As long as we stay invisible as James and Roxy Brennan, we're safe.
But Roxy just sent her portfolio to a major gallery.
She's about to step into the public eye, even if she is using a fake name and not planning on revealing herself in person. If Detective Chen is looking at art galleries, at photographers, at young women with long black hair who create work for the dark web, then we’re officially fucked.
No. That's paranoia thinking. There's no reason for her to make that connection. The witness descriptions are from a long time ago. We're safe, we have to be.
The darkroom door opens and Roxy emerges, blinking in the normal light, her hands stained with chemicals and her hair pulled back in a messy ponytail.
"Hey," she says, smiling. "I didn't hear you come in. How was work?"
I look at her, this woman I would burn the world down for, this woman I'd kill for again without hesitation, but I know I have to tell her.
"We need to talk."
Her smile fades as she notices my expression, I can’t hide anything from her as she reads me too well.
"What happened?"
I turn the laptop toward her. "The Gary Hollis case. They have assigned a new detective as they have new leads."
She reads the article carefully. I watch her face but she remains unreadable. When she finishes, she closes the laptop and looks at me.
"Detective Lily Chen."
"Thats right, she specializes in these cases."
"DNA evidence and witness descriptions. What DNA? And how have they got new witnesses when it was so long ago?"
"The DNA is mine from the fight. I will be in the system now, but it's an unknown profile. As long as I never get arrested or never give a sample, it's just data."
"And the witnesses?"
"Vague information. Tall man, dark hair, tattoos. Young woman, long black hair, camper van. Nothing specific enough for a sketch."
"But specific enough to narrow a search."
"If someone's looking, yeah."
She nods slowly, absorbing what I’m telling her.
"What did happen with the camper van? Did your contact sell it?"
"Yeah they sold it for cash in Nevada which I collected when we bought the new car, so there won’t be a trail unless they link your name to the case."
"So our old names?"
"Dead. No activity since we became the Brennans."
"Okay, so we are safe. As long as you keep out of trouble, nothing should change."
"I really hope so."
"On another subject, I just sent my portfolio to Void Gallery. If they respond, if they want to show the work, there is a possibility of someone linking the locations. What do we do?"
I've been thinking about this, running all kinds of situations in my head since I saw the article. Every angle, every risk, every possible outcome.
"We could leave again, become another new couple," I say.
"Could we?" She's looking at me with those big brown eyes, and I see the challenge in them. "Really? How many times can we run before we're just running forever?"
"As many times as we need to, until this Detective Chen gets fed up and closes the case."
"No." She shakes her head. "Running can’t be the answer, where you're always looking over your shoulder, unable to relax because we’re waiting for the next problem, never building anything real."
"This is real," I say, gesturing at the apartment, at the life we've built. "We made this real."
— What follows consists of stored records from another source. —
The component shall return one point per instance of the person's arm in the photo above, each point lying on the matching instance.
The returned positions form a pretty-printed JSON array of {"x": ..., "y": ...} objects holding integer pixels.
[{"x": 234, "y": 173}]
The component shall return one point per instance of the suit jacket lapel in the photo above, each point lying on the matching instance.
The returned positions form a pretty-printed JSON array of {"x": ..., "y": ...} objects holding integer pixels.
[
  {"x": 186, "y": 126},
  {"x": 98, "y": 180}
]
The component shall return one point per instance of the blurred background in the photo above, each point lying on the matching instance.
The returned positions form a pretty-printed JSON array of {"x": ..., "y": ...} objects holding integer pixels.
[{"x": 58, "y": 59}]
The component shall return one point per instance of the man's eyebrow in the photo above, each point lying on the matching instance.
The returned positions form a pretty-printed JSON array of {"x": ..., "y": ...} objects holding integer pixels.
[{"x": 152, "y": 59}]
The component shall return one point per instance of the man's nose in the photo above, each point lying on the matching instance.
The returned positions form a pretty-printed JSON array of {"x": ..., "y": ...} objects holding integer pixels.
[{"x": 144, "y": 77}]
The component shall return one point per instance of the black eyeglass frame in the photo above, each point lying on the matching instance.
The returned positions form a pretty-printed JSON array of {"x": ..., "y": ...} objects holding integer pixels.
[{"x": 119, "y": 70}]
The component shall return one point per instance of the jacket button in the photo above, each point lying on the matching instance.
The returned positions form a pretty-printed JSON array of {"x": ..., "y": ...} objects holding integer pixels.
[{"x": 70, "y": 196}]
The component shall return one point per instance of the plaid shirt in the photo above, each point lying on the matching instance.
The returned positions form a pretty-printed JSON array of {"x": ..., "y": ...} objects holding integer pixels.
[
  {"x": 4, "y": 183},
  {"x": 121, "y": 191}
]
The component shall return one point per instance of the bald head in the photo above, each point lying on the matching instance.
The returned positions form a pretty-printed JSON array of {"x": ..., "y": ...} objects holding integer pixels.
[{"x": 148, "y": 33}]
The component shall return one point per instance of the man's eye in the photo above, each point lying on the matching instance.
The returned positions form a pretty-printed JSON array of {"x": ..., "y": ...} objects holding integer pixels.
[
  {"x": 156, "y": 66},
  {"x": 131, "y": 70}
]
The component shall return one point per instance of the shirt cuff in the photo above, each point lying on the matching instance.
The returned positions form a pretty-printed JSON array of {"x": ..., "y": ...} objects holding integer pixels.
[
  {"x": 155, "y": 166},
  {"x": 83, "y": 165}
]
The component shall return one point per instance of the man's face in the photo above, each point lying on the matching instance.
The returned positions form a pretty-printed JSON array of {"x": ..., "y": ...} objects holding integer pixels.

"And if we run, we lose it. And what about all my work? It would all have been for nothing."
"But we would be safe."
"Would we?" She stands up, pacing the lounge as her anxiety builds. She is normally so put together, that I’m shocked at how she is reacting to this. I don’t like to see her unsettled.
"Or would we just be hiding again? Waiting for the next detective and another reopened case, the next reason to run? "
I don't answer, because I know she's right. Running is what we've been doing since Gary Hollis, and was the trigger for creating James and Roxy Brennan in the first place. But at some point, we have to be able to live.